– Значит, здесь бессилен? – арестант повесил голову.
– Не взыщи. Ты всех против себя восстановил. Ещё в июне на том пленуме городском, когда выступил вгорячах, не обдумав, со мной не посоветовавшись, с сообщением о заговоре, ни с того ни с сего ошарашил всех, что чуть ни сотню заговорщиков расстрелял, попа главным бандитом объявил, да ещё отравителем. Кого ты в Борджиа зачислил?..
Киров пытался поймать глаза арестанта, но тот ниже гнул голову.

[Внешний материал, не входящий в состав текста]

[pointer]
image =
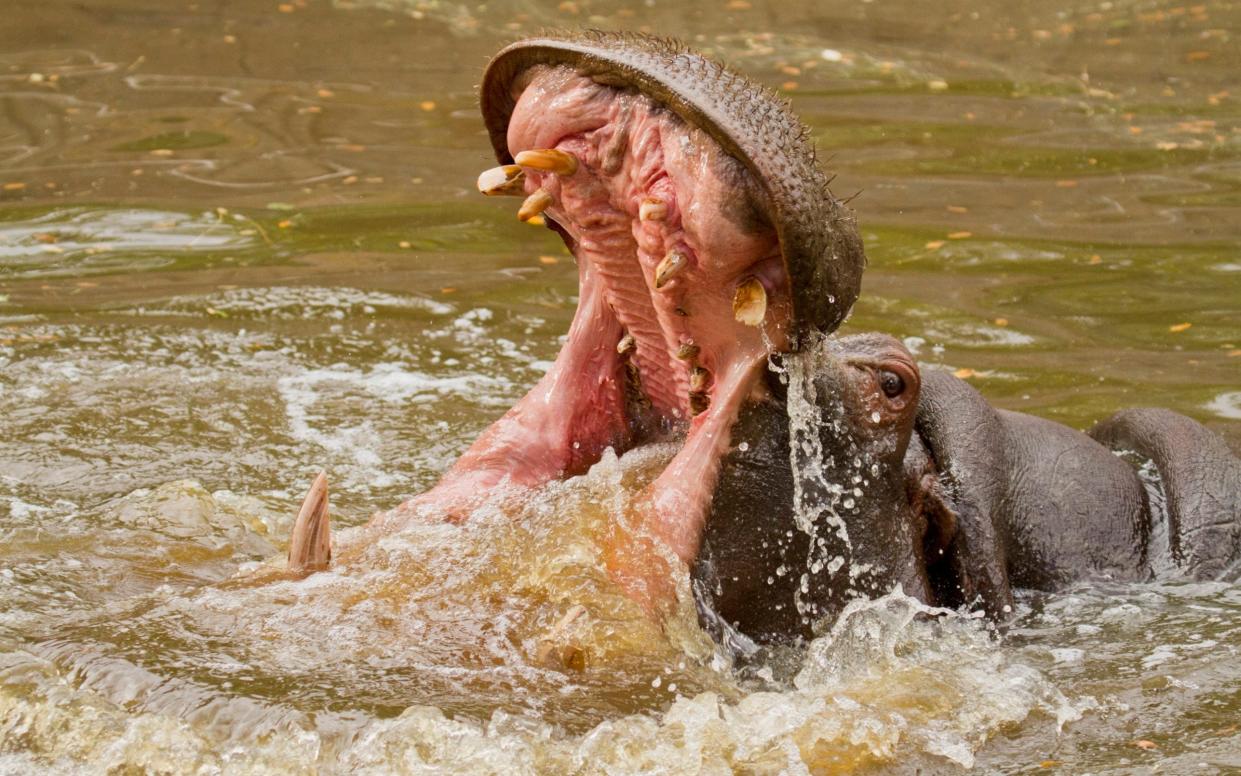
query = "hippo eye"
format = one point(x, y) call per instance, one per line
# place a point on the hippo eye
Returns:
point(891, 384)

– Многим ведь было уже известно, даже Аристову, что ты принимал делегацию просителей, пообещал им освободить архиерея, дело лишь за бумагой стало?.. Вот твоя главная ошибка! Не годится поп в отравители, и у нас не Италия! Из поганца того, юнкера недобитого, Нирода, получился бы злодейский отравитель, он же с фронта с собой цианистый калий таскал, боялся мучений, если ранят; так с тех пор привычку и сохранил… А ты за попа уцепился! За что ты его так невзлюбил? И следователи твои мне докладывали, что против архиерея ни один арестованный нужных показаний не дал. Неужели за просто так?.. Что рясу носит и другому идолу молится?.. Или как того пьянчужку?
– Что? – словно очнулся Атарбеков.
– Забыл? А я помню, – Киров сначала подмигнул хитровато, но тут же посуровел, застеклил глаза. – А я запомнил. И знаешь почему?..
Атарбеков, недоумевая, покачал головой.
– Потому что я просил тебя его не наказывать. А ты мою бумагу с прошением перечеркнул своей визой «расстрелять».
– Так тот пьянчужка на тебя с кулаками кинулся!
– Занесло тебя высоко, Жора…
– Если б не патруль, неизвестно чем бы кончилось.
– С ним ты поспешил. – Киров широко усмехнулся. – Я ему морду тоже набил. Я же из рабочих, Георгий, институтов не кончал, а кулак мой сам видел.
– А если бы…
– Я ж тебе рассказывал… что от женщины ночью возвращался. Сам знаешь, моя давно больна, а ему подраться было не с кем. Если б не патруль, мы и разошлись бы. Зачем его расстреливать?.. Рабочий же парень?
– Я твой цепной пёс, Мироныч. Призван тебя оберегать и охранять.
– В той драке всё ясно было.
– Твоё имя не должно быть запятнано.
– Эк ты хватил!
– А расскажи наутро тот забулдыга, что с самим Кировым махался кулаками?.. Что сам председатель Ревкома от бабы ночью шёл?.. Весь город сплетню подхватит! Нужна тебе кобелиная слава?
– Как ты умеешь всё переворачивать!
– Меня партия для этого к тебе и приставила, Сергей Миронович. Ты хоть с проститутками валандайся, а партию не марай. Поэтому ничего другого как чёрным по белому «расстрелять» я написать не мог.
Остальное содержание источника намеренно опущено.